His father, despite all his words about propriety, was nowhere to be seen.

“For the record, I still feel like this is a terrible idea,” said Thomas.

“Shut up, Thomas.”

“Boys!” Minty said warningly. “This is no time for such rudeness.” She squared up to Dimitri, brushing down the lapels of his coat, picking off imaginary dust. “I’ve packed enough food for three good meals,” she told him. “There’s some sweet wine, too, but don’t drink it all at once. Your letters of introduction are at the top of the blue trunk, as well as some whiskey for the headmaster.”

“Thank you, Minty.”

“Be polite to your schoolteachers. Play nicely with the other boys—”

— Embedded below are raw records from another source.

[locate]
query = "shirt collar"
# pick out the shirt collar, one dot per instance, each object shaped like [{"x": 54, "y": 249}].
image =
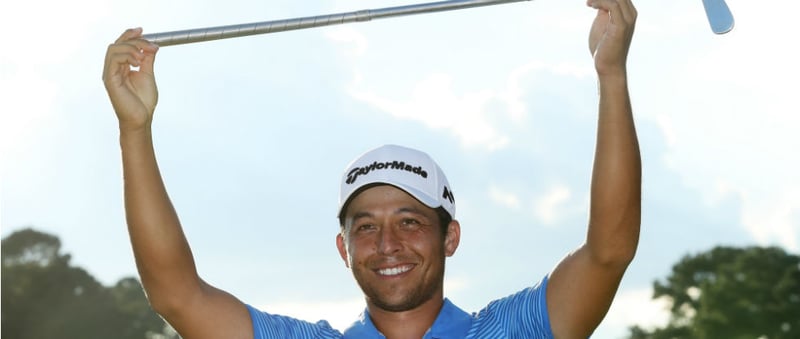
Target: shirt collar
[{"x": 452, "y": 322}]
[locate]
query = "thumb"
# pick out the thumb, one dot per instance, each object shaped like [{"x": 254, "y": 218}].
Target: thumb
[{"x": 149, "y": 59}]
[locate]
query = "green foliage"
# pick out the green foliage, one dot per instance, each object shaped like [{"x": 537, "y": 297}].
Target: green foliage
[
  {"x": 44, "y": 297},
  {"x": 728, "y": 292}
]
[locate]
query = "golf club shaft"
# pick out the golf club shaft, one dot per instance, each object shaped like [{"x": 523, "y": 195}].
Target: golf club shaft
[{"x": 234, "y": 31}]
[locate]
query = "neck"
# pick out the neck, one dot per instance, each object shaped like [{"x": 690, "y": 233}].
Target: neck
[{"x": 406, "y": 324}]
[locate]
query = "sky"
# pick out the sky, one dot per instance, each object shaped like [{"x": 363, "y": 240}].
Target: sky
[{"x": 252, "y": 135}]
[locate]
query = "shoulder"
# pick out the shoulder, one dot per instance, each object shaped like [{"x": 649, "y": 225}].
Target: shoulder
[
  {"x": 519, "y": 315},
  {"x": 266, "y": 325}
]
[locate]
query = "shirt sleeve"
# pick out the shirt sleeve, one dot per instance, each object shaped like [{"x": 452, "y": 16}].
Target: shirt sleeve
[
  {"x": 520, "y": 315},
  {"x": 271, "y": 326}
]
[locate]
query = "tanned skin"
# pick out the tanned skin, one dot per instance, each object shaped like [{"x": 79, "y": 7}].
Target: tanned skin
[{"x": 396, "y": 249}]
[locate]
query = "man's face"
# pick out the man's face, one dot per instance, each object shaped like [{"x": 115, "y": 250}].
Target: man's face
[{"x": 395, "y": 247}]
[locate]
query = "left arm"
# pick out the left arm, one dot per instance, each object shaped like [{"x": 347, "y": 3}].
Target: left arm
[{"x": 582, "y": 286}]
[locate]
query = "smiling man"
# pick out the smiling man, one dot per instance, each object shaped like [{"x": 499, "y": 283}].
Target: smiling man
[{"x": 397, "y": 218}]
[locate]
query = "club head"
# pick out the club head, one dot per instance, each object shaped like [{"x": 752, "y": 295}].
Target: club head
[{"x": 719, "y": 16}]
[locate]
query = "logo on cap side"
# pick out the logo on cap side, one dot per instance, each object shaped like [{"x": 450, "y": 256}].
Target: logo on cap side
[
  {"x": 448, "y": 194},
  {"x": 395, "y": 165}
]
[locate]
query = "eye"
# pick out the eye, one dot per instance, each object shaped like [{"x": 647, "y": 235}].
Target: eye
[
  {"x": 410, "y": 222},
  {"x": 365, "y": 227}
]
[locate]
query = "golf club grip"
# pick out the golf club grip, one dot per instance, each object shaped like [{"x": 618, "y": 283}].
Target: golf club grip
[{"x": 235, "y": 31}]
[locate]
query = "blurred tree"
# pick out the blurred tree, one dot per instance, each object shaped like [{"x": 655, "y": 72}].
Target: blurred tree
[
  {"x": 729, "y": 292},
  {"x": 44, "y": 297}
]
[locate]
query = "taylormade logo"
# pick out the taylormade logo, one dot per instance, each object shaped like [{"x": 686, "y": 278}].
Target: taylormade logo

“Don’t get in a fight you can’t win,” offered Thomas.

“Thomas, I will have you scrubbing the ballroom, I swear!”

“Not bad advice, though,” Hughes agreed.

“Not you, too!” Mrs Minton threw up her hands in despair. She turned back to Dimitri, steely eyes gleaming. “Be nice to your classmates. Make friends.Enjoy yourself.”

“I’ll try, Minty,” he said, and genuinely meant it, even if the idea of socialising constantly with other people—andlivingwith them—filled him with horror.

“And… if you feel like it, please do write to us,” she added. “Let us know how you’re getting on.”